Особый интерес (и особое разочарование) для Герцена (как и для большинства его соотечественников) представляют французы — народ, славный свободомыслием, отсутствием пиетета и Революцией. У французов самоуважение, понятие чести и идея о личной независимости традиционно считаются столь высокими, что Герцен — полушутливо — советует соотечественникам остерегаться брать в слуги французов. Рассматривая национальные характеры европейцев на примере качества слуг, он делится опытом: «Если вы желаете иметь слугу-иностранца, берите немца: немцы охотники служить; берите, пожалуй, англичанина: англичане привыкли к службе, давайте им денег и будете довольны; но француза не советую брать». Француз «лихорадочно» любит деньги, но «не продаст ни всех удовольствий своих, ни права рассуждать, ни своего point d'honneur6» (5, 30). Однако уже здесь кроется подвох: во французской нации при ближайшем с нею знакомстве Герцен жестоко разочаровался.

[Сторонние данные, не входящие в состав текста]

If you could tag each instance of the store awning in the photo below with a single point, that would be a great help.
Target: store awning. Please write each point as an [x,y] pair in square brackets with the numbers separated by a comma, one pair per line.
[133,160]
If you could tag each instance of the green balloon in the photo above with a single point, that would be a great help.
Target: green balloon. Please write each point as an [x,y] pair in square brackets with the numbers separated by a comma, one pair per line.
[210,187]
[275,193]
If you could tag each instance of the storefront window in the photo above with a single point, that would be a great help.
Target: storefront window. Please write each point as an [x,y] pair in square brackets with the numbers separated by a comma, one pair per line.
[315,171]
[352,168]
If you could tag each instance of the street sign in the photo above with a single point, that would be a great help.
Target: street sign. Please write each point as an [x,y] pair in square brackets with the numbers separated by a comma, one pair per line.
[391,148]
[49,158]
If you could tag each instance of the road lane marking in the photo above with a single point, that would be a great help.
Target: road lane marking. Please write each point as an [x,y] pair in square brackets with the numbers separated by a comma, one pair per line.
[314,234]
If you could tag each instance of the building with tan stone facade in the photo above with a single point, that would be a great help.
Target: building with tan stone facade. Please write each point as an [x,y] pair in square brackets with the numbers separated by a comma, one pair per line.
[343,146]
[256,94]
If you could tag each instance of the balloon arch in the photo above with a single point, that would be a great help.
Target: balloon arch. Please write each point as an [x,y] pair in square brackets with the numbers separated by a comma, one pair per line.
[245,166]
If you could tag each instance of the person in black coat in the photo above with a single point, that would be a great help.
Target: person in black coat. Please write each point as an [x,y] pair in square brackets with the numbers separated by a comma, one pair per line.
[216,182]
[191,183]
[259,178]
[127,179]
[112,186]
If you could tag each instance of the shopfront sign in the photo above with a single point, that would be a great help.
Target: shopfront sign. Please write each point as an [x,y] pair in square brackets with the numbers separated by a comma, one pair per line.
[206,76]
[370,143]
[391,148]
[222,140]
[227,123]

Помимо центральных (прежде всего — гражданских) национальных черт, Герцен описывает множество более мелких, но также небезынтересных. Такова поверхностность французов, их способность легко усваивать внешнюю сторону вопроса и еще легче — цветисто говорить о ней, жить не для себя, не для сути, а для публики, для вида. «Француз не свободен нравственно: богатый инициативой в деятельности, он беден в мышлении. Он думает приняты-

6 Достоинства (франц.).

151

152

ми понятиями, в принятых формах, он пошлым идеям дает модный покрой и доволен этим» (10, 83).

«.Нет людей, с которыми было бы легче завести шапочное знакомство, как с французами, — и нет людей, с которыми было бы труднее в самом деле сойтиться. Француз любит жить на людях, чтобы себя показать, чтобы иметь слушателей, и в этом он так же противоположен англичанину, как и во всем остальном.» (10, 36).

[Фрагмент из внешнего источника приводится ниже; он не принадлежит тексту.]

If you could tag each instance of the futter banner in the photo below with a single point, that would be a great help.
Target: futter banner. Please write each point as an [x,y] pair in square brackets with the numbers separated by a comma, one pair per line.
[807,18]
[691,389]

Не нравится Герцену и стереотипность, шаблонность французов — как на родине, так и в эмиграции: «французы заготовляются тысячами по одному шаблону». В противоположность им, итальянцы «не имели ни битого, стереотипного чекана французских строевых демократов, которые рассуждают, декламируют, восторгаются, чувствуют стадами одно и то же и одинаким образом выражают свои чувства, ни того неотесанного, грубого, харчевенно-бурсацкого характера, которым отличались немецкие выходцы» (10, 70).

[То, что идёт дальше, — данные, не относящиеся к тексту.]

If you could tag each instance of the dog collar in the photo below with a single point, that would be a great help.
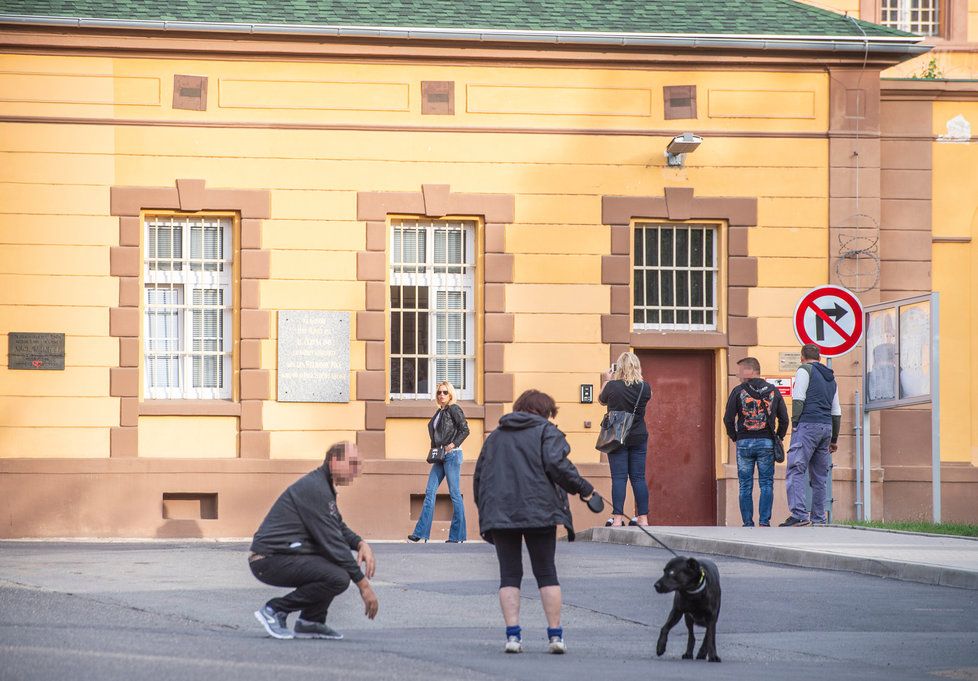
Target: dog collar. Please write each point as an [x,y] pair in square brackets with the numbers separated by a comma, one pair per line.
[701,585]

Анализируя пространные и подробные наблюдения Герцена о национальных европейских характерах в их самобытности, нельзя не отметить важную деталь: по большей части, особенно относительно французов, Герцен говорит не о нации вообще, но об определенной социальной страте — прежде всего о работниках (всех их городских разновидностях), в меньшей части — о крестьянах. Об аристократии почти не говорится «гуртово» — лишь рельефные зарисовки знакомых Герцену представителей высшего общества, а третье сословие и вовсе заслужило суровый приговор автора.

Французский работник, небогатый горожанин, т.е. «Париж, за ценсом стоящий», Герцену явно мил. Он «гуманен, вежлив», трогательно внимателен к детям и уважителен к женщинам, весел, шутлив (без пошлостей) и в общем гармоничен. «Страсть к шутке, к веселости, к каламбуру составляет один из существенных и прекрасных элементов

французского характера; ей отвечает на сцене водевиль» (5, 37). Водевиль для Герцена — объективное отражение французского характера хорошего слоя общества — это «народное произведение французов, как трансцендентальный идеализм немцев».

Однако работниками нация французов вовсе не исчерпывается.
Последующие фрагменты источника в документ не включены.